Again Miriam waved her hand in the broad gesture that encompassed fate and the universe. "Every time I handed someone a portfolio of my American performances, they looked duly impressed--and slammed the door in my face. Eventually I realized that people were afraid my name would attract Nazi attention. All I had to do at
Nouvelle
was audition, so I became Mimi de Rau. Like it?"

"Mimi, you make me sad and dreamy,"
he sang softly.

"Chevalier you're not." Miriam laughed with delight. "I am
très Parisienne, n'est pas?
So, verree Frrench." She rolled her 'rrs' and tried to look like a seductress.

"So, has the company come to perform in Berlin, Fraülein de Rau?" Sol asked as they reached the apartment house.

"Hardly!" She gazed up at the barred windows. "We made the mistake of performing in Munich. The Chamber of Culture shut us down." She frowned at the Minister of Propaganda's latest lunacy: a few weeks before, Goebbels had formed the Chamber
to protect the public from non-Aryan influences in the arts.

"The company's director was Jewish?"

"No, but they decided he was because of his nose. Next they'll be
measuring
everyone's noses."

Though Sol laughed as he held open the door, he did not sound amused. He had doubtless heard the rumors that the nose-caliper test was a reality in some places and that circumcision examinations were a possible next step. "Failure to fit accepted parameters" and "Jewish tendencies" had become familiar catch-phrases.

"If you don't have work here, why did you come back?"

Miriam reached in her purse. After some digging, she produced a large latchkey. "I came across the keys to Uncle Walther's house the day we were notified the company was being disbanded, which was also the day your letter found me. The front door key fell off the ring and into my hand. I took it as an omen."

"Think of it this way--you would rattle around like a ghost if you lived in that mansion...alone."

"Good old Solomon--always finding something positive, even in evil. If I could afford to live there, I could also afford servants, Solomon." She kissed an index finger and pressed it to his lips, then turned her palms up in mock despair. "But that's all moot, isn't it. I'm penniless. Can you love a Poor Little Match Girl?"

"You're not bitter about the estate?" Sol sounded shocked.

"Bitter? No. Furious! But later, Sol, please."

"Just one question. Didn't your grandmother leave you anything?"

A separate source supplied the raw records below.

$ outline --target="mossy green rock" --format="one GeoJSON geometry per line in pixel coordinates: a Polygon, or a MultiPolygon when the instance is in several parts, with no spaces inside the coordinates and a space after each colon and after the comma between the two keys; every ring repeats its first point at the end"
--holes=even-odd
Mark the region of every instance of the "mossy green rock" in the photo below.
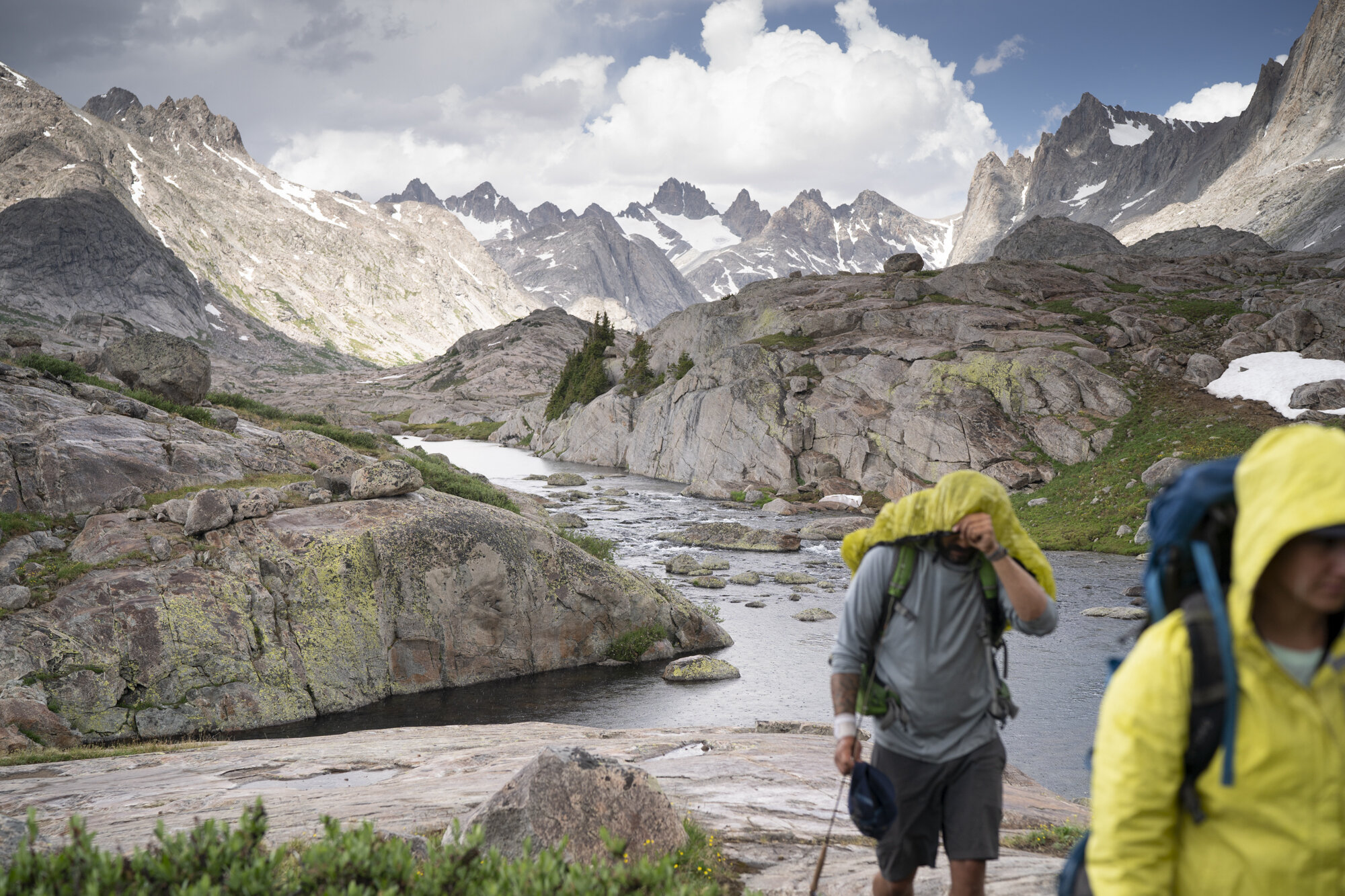
{"type": "Polygon", "coordinates": [[[733,665],[703,655],[674,659],[663,670],[663,681],[672,682],[726,681],[741,677],[742,674],[733,665]]]}
{"type": "Polygon", "coordinates": [[[732,643],[662,583],[422,490],[281,510],[206,533],[195,557],[93,570],[0,619],[0,681],[70,670],[42,686],[85,737],[167,737],[596,663],[648,626],[678,652],[732,643]]]}
{"type": "Polygon", "coordinates": [[[794,618],[799,622],[824,622],[827,619],[835,619],[837,615],[830,609],[822,609],[820,607],[810,607],[808,609],[800,609],[794,613],[794,618]]]}
{"type": "Polygon", "coordinates": [[[799,537],[792,533],[752,529],[742,523],[695,523],[682,531],[660,531],[654,537],[689,548],[780,552],[799,549],[799,537]]]}

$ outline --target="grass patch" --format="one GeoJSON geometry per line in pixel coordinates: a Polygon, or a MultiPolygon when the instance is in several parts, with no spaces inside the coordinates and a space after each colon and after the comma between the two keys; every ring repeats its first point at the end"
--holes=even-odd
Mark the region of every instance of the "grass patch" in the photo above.
{"type": "Polygon", "coordinates": [[[295,422],[305,422],[315,426],[327,425],[327,418],[321,414],[301,414],[281,410],[280,408],[257,401],[256,398],[239,396],[237,391],[213,391],[206,396],[206,400],[213,405],[223,405],[226,408],[233,408],[234,410],[246,410],[247,413],[256,414],[262,420],[293,420],[295,422]]]}
{"type": "Polygon", "coordinates": [[[1009,849],[1025,849],[1030,853],[1048,856],[1068,856],[1088,829],[1083,825],[1065,822],[1063,825],[1042,825],[1022,834],[1006,837],[1003,845],[1009,849]]]}
{"type": "MultiPolygon", "coordinates": [[[[616,562],[616,542],[611,538],[599,538],[597,535],[585,535],[581,531],[574,531],[572,529],[558,530],[561,538],[577,545],[580,549],[588,552],[589,554],[597,557],[605,564],[616,562]]],[[[643,652],[643,651],[642,651],[643,652]]]]}
{"type": "Polygon", "coordinates": [[[1134,544],[1132,535],[1116,535],[1118,526],[1139,529],[1145,519],[1151,495],[1139,475],[1146,468],[1176,451],[1192,463],[1241,453],[1267,429],[1289,422],[1250,404],[1232,412],[1228,401],[1158,374],[1134,383],[1132,409],[1106,424],[1115,435],[1096,460],[1057,465],[1050,483],[1011,496],[1022,525],[1044,549],[1120,554],[1149,550],[1147,545],[1134,544]],[[1135,484],[1127,488],[1130,482],[1135,484]],[[1048,503],[1029,507],[1029,498],[1046,498],[1048,503]]]}
{"type": "Polygon", "coordinates": [[[284,488],[292,482],[304,482],[305,479],[311,479],[311,476],[304,474],[254,474],[252,476],[245,476],[243,479],[230,479],[229,482],[222,482],[218,486],[183,486],[180,488],[174,488],[172,491],[155,491],[145,495],[145,506],[153,507],[164,503],[165,500],[186,498],[187,495],[194,495],[203,488],[284,488]]]}
{"type": "Polygon", "coordinates": [[[420,445],[412,448],[412,453],[416,455],[416,459],[406,463],[421,472],[426,487],[441,491],[445,495],[457,495],[468,500],[479,500],[483,505],[502,507],[515,514],[521,513],[518,505],[510,500],[510,496],[503,491],[488,482],[482,482],[476,476],[459,472],[443,455],[432,455],[420,445]]]}
{"type": "MultiPolygon", "coordinates": [[[[75,817],[61,849],[20,848],[0,879],[0,892],[712,896],[725,889],[720,868],[728,870],[728,862],[709,835],[693,837],[690,827],[689,844],[678,853],[632,860],[624,841],[604,835],[609,857],[570,864],[560,848],[506,858],[483,848],[480,826],[464,834],[456,822],[448,844],[430,838],[428,856],[417,860],[409,842],[377,834],[371,822],[342,830],[334,818],[321,821],[321,837],[270,848],[258,799],[237,826],[206,819],[174,834],[160,826],[155,842],[122,856],[95,846],[94,834],[75,817]]],[[[35,813],[28,815],[28,831],[31,838],[38,834],[35,813]]]]}
{"type": "Polygon", "coordinates": [[[215,426],[214,417],[204,408],[196,408],[194,405],[179,405],[176,402],[168,401],[163,396],[156,396],[145,389],[128,389],[125,386],[118,386],[113,382],[104,379],[102,377],[94,377],[85,371],[83,367],[74,363],[73,361],[62,361],[59,358],[52,358],[51,355],[44,355],[40,351],[30,352],[19,358],[19,363],[24,367],[31,367],[32,370],[39,370],[52,377],[62,377],[70,382],[82,382],[89,386],[98,386],[101,389],[108,389],[110,391],[117,391],[126,398],[133,398],[141,404],[149,405],[151,408],[157,408],[159,410],[168,414],[178,414],[179,417],[186,417],[187,420],[207,426],[210,429],[218,429],[215,426]]]}
{"type": "Polygon", "coordinates": [[[1084,322],[1091,323],[1095,327],[1111,326],[1111,318],[1100,311],[1083,311],[1080,308],[1075,308],[1073,299],[1052,299],[1050,301],[1044,301],[1037,307],[1044,311],[1053,311],[1057,315],[1073,315],[1076,318],[1083,318],[1084,322]]]}
{"type": "Polygon", "coordinates": [[[109,759],[113,756],[139,756],[140,753],[180,753],[184,749],[199,749],[213,747],[223,741],[217,740],[137,740],[130,744],[87,744],[56,749],[43,747],[42,749],[24,749],[16,753],[0,756],[0,767],[5,766],[36,766],[39,763],[67,763],[78,759],[109,759]]]}
{"type": "Polygon", "coordinates": [[[818,344],[818,340],[812,336],[803,336],[787,332],[772,332],[765,336],[757,336],[756,339],[748,339],[748,342],[755,342],[767,351],[775,351],[776,348],[787,348],[790,351],[803,351],[804,348],[811,348],[818,344]]]}
{"type": "Polygon", "coordinates": [[[663,626],[646,626],[628,631],[613,640],[612,646],[607,648],[608,659],[633,663],[640,658],[640,654],[667,636],[668,632],[663,626]]]}

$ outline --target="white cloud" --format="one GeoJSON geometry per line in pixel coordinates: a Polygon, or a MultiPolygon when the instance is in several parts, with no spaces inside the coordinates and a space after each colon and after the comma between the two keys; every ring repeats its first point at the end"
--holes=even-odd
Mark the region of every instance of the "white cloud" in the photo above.
{"type": "Polygon", "coordinates": [[[990,74],[991,71],[999,71],[1003,69],[1005,63],[1010,59],[1022,59],[1025,51],[1022,48],[1024,36],[1015,34],[1007,40],[1001,40],[999,46],[995,48],[995,55],[990,59],[985,57],[976,57],[976,65],[971,67],[972,75],[990,74]]]}
{"type": "Polygon", "coordinates": [[[835,204],[868,187],[917,214],[960,210],[976,160],[1003,153],[970,85],[868,0],[835,11],[841,44],[768,31],[763,0],[721,0],[702,19],[705,66],[674,50],[611,85],[611,58],[568,57],[486,96],[426,98],[413,129],[295,135],[269,164],[366,198],[410,178],[440,195],[491,180],[523,209],[615,211],[677,176],[721,203],[744,186],[771,209],[810,187],[835,204]]]}
{"type": "Polygon", "coordinates": [[[1180,121],[1221,121],[1241,114],[1254,93],[1254,83],[1224,81],[1197,90],[1190,102],[1173,104],[1163,114],[1180,121]]]}

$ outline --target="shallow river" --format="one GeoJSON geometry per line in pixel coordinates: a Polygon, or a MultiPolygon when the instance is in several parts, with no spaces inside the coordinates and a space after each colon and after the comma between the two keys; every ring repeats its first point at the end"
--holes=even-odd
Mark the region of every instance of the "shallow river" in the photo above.
{"type": "MultiPolygon", "coordinates": [[[[577,472],[589,479],[578,488],[594,492],[625,488],[619,505],[600,498],[566,502],[564,510],[588,521],[588,534],[617,542],[617,561],[651,576],[666,576],[662,561],[681,553],[654,538],[655,533],[705,521],[734,521],[763,529],[796,529],[808,517],[776,517],[761,511],[726,510],[717,502],[686,498],[677,483],[623,474],[617,470],[558,463],[526,451],[482,441],[421,443],[492,482],[519,491],[555,496],[570,488],[529,480],[530,474],[577,472]],[[596,479],[603,476],[603,479],[596,479]]],[[[849,572],[841,562],[841,542],[803,542],[798,553],[714,552],[729,561],[724,576],[744,570],[807,572],[819,585],[795,592],[763,578],[760,585],[729,585],[705,591],[681,580],[682,593],[701,604],[716,604],[734,644],[717,655],[738,667],[737,681],[670,685],[663,663],[543,673],[468,687],[393,697],[379,704],[309,722],[296,722],[247,736],[332,735],[397,725],[553,721],[604,728],[655,725],[752,725],[764,718],[826,721],[831,718],[827,655],[837,620],[802,623],[792,613],[823,607],[839,615],[849,572]],[[790,600],[798,593],[799,600],[790,600]],[[745,601],[760,600],[756,609],[745,601]]],[[[698,553],[698,552],[697,552],[698,553]]],[[[1009,683],[1022,708],[1003,729],[1009,761],[1067,798],[1088,794],[1085,757],[1096,721],[1098,701],[1107,678],[1107,658],[1122,655],[1137,623],[1080,616],[1087,607],[1128,603],[1122,592],[1139,583],[1141,561],[1110,554],[1052,552],[1060,592],[1060,626],[1046,638],[1018,632],[1009,642],[1009,683]]]]}

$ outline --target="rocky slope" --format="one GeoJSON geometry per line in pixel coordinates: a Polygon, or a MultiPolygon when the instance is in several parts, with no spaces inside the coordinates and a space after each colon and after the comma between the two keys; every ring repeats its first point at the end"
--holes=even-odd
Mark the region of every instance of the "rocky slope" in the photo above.
{"type": "Polygon", "coordinates": [[[114,89],[79,112],[3,65],[0,215],[17,235],[0,257],[0,303],[35,323],[91,312],[207,342],[257,338],[223,320],[219,296],[328,361],[387,363],[539,304],[456,217],[292,184],[199,97],[155,108],[114,89]],[[86,268],[74,280],[70,254],[86,268]]]}
{"type": "Polygon", "coordinates": [[[987,258],[1034,215],[1093,223],[1126,244],[1215,223],[1283,249],[1345,248],[1342,47],[1345,7],[1322,0],[1284,65],[1262,66],[1247,109],[1217,122],[1131,112],[1085,93],[1030,161],[981,161],[951,262],[987,258]]]}
{"type": "Polygon", "coordinates": [[[648,334],[654,369],[694,359],[681,379],[609,391],[541,426],[525,405],[496,437],[531,432],[534,449],[709,496],[841,478],[830,487],[897,498],[967,467],[1024,488],[1108,444],[1139,370],[1204,386],[1258,351],[1345,357],[1332,276],[1345,262],[1330,256],[1065,265],[757,281],[648,334]]]}
{"type": "Polygon", "coordinates": [[[56,521],[0,545],[9,748],[26,743],[22,720],[50,726],[51,712],[86,740],[311,718],[597,662],[655,623],[682,652],[730,643],[670,588],[557,535],[535,506],[529,518],[398,494],[420,484],[410,467],[370,465],[316,433],[206,429],[0,366],[0,510],[56,521]],[[338,468],[369,499],[331,500],[319,486],[338,468]],[[410,478],[393,480],[397,468],[410,478]],[[266,487],[143,509],[148,492],[257,476],[266,487]]]}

"Everything she had left, which was mostly jewelry. Didn't take me long to spend it. You know me--used to the good life!"

"What about your trust fund?"

"Gone. After Oma's death, I found out inflation had eaten up most of her fortune. The Nazis took what was left. She and I lived on the trust. I couldn't deny her anything, Sol. She was old, and used to a certain way of life. I just figured, when it was gone, it was gone. I probably should have sold the estate years ago but, to cut a long story short, Princess Miriam 'Mimi de Rau' Rathenau has been paying for her own bread and butter--and precious little jam."

Sol put down the suitcase and gave her a hug. "I can't promise you butter, but you are always welcome to whatever bread we have."

She kissed his cheek. He reddened slightly. After fishing in his pockets for the key, he opened the front door.

"Mutti?
Recha? You'll never guess who's here!"

No one answered. Sol peered into the music and sitting rooms. "They must still be in the food lines."

"Hello?" Miriam called. "Herr Freund?"

Sol sent Miriam a cautionary look and signaled her into the library. The room had two tall narrow windows. The one nearest the door was trimmed in Dutch curtains and spilled light onto a table cluttered with papers. The other was covered by a shade.

Seated near a corner, facing the darkened window and slowly rocking back and forth, was Jacob Freund.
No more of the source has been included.